Aktion Knochenmarkspende Bayern

Die Stammzelltransplantation am Klinikum Großhadern war erfolgreich.

(Foto: Franz Xaver Fuchs)

Durch die große Hilfsbereitschaft regional und bundesweit war die nötige Summe von fast einer Viertelmillion Euro schon Anfang März erreicht - was die Beteiligten selbst kaum fassen können: "Wir werden nie vergessen, was die Menschen für uns getan haben. Ohne Hilfe der Spender, Ärzte und von Angelika hätten wir das nie geschafft", bedanken sich die Azemi-Brüder.

Am 8. März begann die Transplantation der Stammzellen von Ismael Azemi für seinen Bruder Arsim. Die schwierige Operation verlief dank der professionellen Betreuung im Klinikum Großhadern ohne Komplikationen.
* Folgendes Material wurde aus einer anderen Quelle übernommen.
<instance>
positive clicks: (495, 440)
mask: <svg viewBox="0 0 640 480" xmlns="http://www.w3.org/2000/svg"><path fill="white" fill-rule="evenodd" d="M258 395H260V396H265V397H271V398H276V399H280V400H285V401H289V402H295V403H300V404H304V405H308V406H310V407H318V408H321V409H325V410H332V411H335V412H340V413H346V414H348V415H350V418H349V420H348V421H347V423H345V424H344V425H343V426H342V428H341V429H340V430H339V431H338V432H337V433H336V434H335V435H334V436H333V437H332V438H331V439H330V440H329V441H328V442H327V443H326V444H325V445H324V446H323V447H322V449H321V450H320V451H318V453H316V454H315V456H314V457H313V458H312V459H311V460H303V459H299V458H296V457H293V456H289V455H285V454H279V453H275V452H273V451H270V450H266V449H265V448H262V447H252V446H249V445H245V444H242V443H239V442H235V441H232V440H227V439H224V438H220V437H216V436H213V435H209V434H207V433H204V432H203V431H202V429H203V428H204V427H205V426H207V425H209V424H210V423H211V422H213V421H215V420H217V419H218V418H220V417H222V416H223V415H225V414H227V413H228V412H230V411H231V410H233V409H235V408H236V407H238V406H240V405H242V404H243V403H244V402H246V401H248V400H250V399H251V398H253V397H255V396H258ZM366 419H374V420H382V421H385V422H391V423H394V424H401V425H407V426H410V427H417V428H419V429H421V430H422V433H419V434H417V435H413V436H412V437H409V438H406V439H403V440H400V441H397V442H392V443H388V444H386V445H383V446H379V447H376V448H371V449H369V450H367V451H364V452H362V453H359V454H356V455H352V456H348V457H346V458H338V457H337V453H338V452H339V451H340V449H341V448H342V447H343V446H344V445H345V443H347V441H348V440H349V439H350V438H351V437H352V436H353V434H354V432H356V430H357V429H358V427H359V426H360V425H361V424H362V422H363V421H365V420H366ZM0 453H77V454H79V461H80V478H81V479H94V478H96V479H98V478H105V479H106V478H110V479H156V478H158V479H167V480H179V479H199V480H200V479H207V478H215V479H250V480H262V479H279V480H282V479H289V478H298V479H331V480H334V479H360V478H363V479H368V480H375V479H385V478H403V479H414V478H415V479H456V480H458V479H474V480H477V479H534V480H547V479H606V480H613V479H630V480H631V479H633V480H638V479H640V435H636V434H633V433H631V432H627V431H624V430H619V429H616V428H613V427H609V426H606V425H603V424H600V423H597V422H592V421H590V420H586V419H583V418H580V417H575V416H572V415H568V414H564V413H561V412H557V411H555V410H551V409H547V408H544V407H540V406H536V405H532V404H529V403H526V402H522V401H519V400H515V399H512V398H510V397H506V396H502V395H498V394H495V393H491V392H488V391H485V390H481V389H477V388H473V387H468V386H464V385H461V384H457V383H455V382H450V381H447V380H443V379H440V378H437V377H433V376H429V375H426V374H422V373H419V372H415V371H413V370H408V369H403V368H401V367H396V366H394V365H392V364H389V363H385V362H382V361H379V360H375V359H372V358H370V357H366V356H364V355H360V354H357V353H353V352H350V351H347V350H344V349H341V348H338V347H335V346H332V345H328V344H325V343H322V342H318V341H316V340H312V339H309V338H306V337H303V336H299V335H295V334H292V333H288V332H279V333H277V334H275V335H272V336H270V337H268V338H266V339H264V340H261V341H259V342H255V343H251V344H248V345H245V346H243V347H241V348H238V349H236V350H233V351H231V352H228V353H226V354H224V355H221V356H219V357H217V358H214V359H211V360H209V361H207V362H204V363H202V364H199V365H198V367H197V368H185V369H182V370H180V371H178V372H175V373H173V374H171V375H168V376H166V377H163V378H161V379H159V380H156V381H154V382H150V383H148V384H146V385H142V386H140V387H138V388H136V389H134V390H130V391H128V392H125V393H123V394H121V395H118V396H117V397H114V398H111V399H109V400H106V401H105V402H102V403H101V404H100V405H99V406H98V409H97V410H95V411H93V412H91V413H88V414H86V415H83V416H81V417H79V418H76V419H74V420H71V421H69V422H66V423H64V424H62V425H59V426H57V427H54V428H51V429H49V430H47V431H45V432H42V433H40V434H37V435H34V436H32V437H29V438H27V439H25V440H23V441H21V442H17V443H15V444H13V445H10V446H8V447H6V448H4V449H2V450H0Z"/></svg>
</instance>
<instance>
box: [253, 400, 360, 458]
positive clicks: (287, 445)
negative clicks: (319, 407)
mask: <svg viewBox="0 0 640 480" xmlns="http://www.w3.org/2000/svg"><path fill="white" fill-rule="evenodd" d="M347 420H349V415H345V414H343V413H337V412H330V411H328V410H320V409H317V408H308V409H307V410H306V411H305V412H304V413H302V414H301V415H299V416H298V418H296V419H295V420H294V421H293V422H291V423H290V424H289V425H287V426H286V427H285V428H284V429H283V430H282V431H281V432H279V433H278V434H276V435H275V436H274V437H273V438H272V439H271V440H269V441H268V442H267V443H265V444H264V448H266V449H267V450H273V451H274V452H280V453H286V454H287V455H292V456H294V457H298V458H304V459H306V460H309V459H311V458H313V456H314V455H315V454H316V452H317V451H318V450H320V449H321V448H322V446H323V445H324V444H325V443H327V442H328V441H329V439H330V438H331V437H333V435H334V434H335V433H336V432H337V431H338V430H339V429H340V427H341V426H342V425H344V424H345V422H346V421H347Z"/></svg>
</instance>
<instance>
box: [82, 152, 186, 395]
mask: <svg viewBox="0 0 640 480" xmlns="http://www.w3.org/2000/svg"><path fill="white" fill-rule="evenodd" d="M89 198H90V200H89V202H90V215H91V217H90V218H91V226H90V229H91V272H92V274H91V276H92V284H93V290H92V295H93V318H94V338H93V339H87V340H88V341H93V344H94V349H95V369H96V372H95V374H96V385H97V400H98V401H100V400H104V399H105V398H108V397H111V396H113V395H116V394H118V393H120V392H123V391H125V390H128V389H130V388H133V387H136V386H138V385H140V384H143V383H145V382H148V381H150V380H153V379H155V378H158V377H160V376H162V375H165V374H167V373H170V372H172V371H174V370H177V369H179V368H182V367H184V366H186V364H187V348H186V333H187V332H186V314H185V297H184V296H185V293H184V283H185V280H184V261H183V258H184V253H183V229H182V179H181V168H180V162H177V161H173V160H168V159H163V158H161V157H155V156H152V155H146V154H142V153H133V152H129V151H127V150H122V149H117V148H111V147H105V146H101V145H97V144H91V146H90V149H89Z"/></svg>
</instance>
Er habe die Fürsorge der Ärzte und Pfleger gespürt, ohne dass dazu Sprache nötig war, und er danke ihnen aus tiefstem Herzen für sein neues Leben, übersetzt Xhavid die Worte Arsims für seine Lebensretter. Auch die Oberärztin ist stolz auf ihr Team, das sich sehr kompetent um jeden einzelnen Patienten auf der isolierten Station kümmere.

Bereits nach 42 Tagen wurde Arsim entlassen, und seit Ende April hat er sich gut bei seiner fürsorglichen Familie in Gauting erholt. Er muss noch ein halbes Jahr lang einmal wöchentlich zu einer Nachuntersuchung ins Klinikum. Doch Ärztin Johanna Tischer ist zuversichtlich, dass er bald in den Kosovo zurückreisen kann - als gesunder Mann. "Er hat einen unglaublichen Lebenswillen und eine Familie, die ihn sehr unterstützt."